Entre las subidas, el IRPF había sido un importante objetivo, ya que, sin contar que no se han deflactado los tramos, ha habido hasta ocho subidas, entre ellas al tipo aplicado a rentas de más de 200.000 euros, a los rendimientos del ahorro también por encima de esa cifra o la reducción por la desgravación de aportaciones a planes de pensiones. En segundo lugar, tenemos el Impuesto de Sociedades, que ha gozado de hasta cuatro subidas, con limitaciones de exenciones o aumento de tramos impositivos, aplicándose a partir de este año el suelo del 15% a las ganancias de empresas con facturación por encima de los 750 millones de euros anuales. También se ha subido el Impuesto de Patrimonio, Impuesto de Sucesiones y Donaciones, Impuesto de Transmisiones Patrimoniales y Actos Jurídicos Documentados, Impuestos a las Primas de Seguros, de Matriculación e IVA a bebidas azucaradas y edulcoradas. Además, se creó el Impuesto sobre Determinados Servicios Digitales (Tasa Google) y el Impuesto sobre las Transacciones Financieras. Conjuntamente, a lo largo de este año, entran en vigor el Impuesto a los Grandes Patrimonios, con imposiciones a la riqueza neta a partir de 3 millones de euros, el Impuesto a la Banca y las Eléctricas, que se acompañará de una subida del Impuesto Especial de la Electricidad, o el Impuesto a los Envases de Plástico, que va a aumentar la inflación de los alimentos. Además, han eliminado ya la bonificación general a los carburantes y en el 2024 se supone que llega la «gran noticia» sobre la obligatoriedad de pagar por autovías por las que ya hemos pagado.

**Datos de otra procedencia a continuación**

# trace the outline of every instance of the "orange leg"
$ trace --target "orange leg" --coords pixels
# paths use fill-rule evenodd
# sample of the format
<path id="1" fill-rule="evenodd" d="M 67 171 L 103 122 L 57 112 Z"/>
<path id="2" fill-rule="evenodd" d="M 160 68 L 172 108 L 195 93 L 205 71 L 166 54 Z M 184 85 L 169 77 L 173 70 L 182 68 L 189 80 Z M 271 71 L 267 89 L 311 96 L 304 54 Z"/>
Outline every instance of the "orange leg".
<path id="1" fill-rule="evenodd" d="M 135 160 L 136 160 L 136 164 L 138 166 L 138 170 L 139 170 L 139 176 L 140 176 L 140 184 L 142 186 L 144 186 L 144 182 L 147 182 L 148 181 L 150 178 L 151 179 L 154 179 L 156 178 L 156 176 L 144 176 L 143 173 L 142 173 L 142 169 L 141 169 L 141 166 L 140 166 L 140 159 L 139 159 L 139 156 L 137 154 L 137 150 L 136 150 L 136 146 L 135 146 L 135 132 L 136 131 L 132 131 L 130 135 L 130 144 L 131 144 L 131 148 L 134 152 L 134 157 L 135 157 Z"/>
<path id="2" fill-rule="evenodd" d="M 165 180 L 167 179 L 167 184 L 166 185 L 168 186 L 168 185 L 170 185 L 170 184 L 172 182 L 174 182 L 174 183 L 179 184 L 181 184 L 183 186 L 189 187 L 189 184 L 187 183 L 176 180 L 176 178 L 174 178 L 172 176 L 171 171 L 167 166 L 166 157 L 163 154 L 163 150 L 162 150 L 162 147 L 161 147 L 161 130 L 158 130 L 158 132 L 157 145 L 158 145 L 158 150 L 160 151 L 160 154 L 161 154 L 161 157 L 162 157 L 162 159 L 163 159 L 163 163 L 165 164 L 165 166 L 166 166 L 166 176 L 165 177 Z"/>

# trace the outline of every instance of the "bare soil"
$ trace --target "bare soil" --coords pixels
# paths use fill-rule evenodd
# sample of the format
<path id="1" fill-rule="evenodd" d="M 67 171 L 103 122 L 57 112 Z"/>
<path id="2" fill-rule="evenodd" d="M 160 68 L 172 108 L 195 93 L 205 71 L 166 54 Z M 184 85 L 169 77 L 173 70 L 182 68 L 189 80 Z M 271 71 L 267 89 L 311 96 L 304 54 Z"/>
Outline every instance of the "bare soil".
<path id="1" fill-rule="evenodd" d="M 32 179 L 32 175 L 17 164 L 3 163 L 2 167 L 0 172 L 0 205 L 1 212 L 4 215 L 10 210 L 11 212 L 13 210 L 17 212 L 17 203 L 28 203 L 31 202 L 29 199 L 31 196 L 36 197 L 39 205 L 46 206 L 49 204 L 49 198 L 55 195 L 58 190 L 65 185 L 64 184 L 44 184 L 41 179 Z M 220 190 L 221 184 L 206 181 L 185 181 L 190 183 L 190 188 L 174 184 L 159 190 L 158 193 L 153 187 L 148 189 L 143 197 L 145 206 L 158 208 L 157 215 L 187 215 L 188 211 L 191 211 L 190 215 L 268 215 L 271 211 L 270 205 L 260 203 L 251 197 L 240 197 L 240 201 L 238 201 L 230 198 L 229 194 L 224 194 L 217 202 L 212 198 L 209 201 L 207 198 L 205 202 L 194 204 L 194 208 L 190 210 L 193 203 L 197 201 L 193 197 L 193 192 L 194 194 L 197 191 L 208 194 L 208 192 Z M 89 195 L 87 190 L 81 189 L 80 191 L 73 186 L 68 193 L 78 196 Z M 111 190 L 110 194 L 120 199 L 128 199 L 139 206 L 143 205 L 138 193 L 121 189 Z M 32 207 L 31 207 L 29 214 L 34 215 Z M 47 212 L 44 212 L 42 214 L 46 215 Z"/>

Pese a todas estas subidas, sin duda alguna, es el mercado de trabajo lo que se ha visto más afectado. Esto, además, en un país con la tasa de desempleo más elevada de la UE (incluso maquillándose las cifras de paro). En relación con aquellos que se autoemplean, además de las subidas a sus cuotas de los últimos tiempos, los autónomos van a tener que pagar, primero, según sus rendimientos netos y, después de un periodo transitorio, por sus ingresos reales, desapareciendo en el 2024 el sistema de módulos. Esto lo harán situándose dentro de uno de los 15 tramos planificados, estimándose las aportaciones entre 230 y 500 euros. De modo que personas con rendimientos netos por debajo de 670 euros pagarán unos 235 euros este año, es decir, un 35% de dichos ingresos. Para sorpresa de muchos, también se ha producido una revalorización automática de las bases de cotización en un 8,6%. Para los empleados por cuenta ajena, aumentan las bases máximas de cotizaciones mensuales, y el nuevo sistema establece tres tramos aumentando el gravamen en todos ellos. También se ha activado el mecanismo de equidad intergeneracional, que establece una nueva cotización del 0,6% sobre la base de contingencias comunes a autónomos y este porcentaje dividido en el 0,5% para la empresa y 0,1% para el asalariado, que se reforzará anualmente con un aumento de una décima al año hasta 1,2%, pagando el mismo porcentaje la empresa y el trabajador.

Todo esto ha hecho que se hayan recaudado en 2022, unos 232.000 millones de euros, unos 22.000 millones más que en 2018 (prepandemia) o unos 34.000 millones más que en 2007 (año de inicio de la crisis financiera). Lo peor de todo es que seguimos teniendo déficit público. Y la pregunta que surge es ¿ahora qué?, ¿nos seguirán subiendo los impuestos para sus desmanes y desvaríos o reducirán gastos públicos? Por desgracia, creo que estamos más cerca de lo primero que de lo segundo, y encima los seguiremos votando.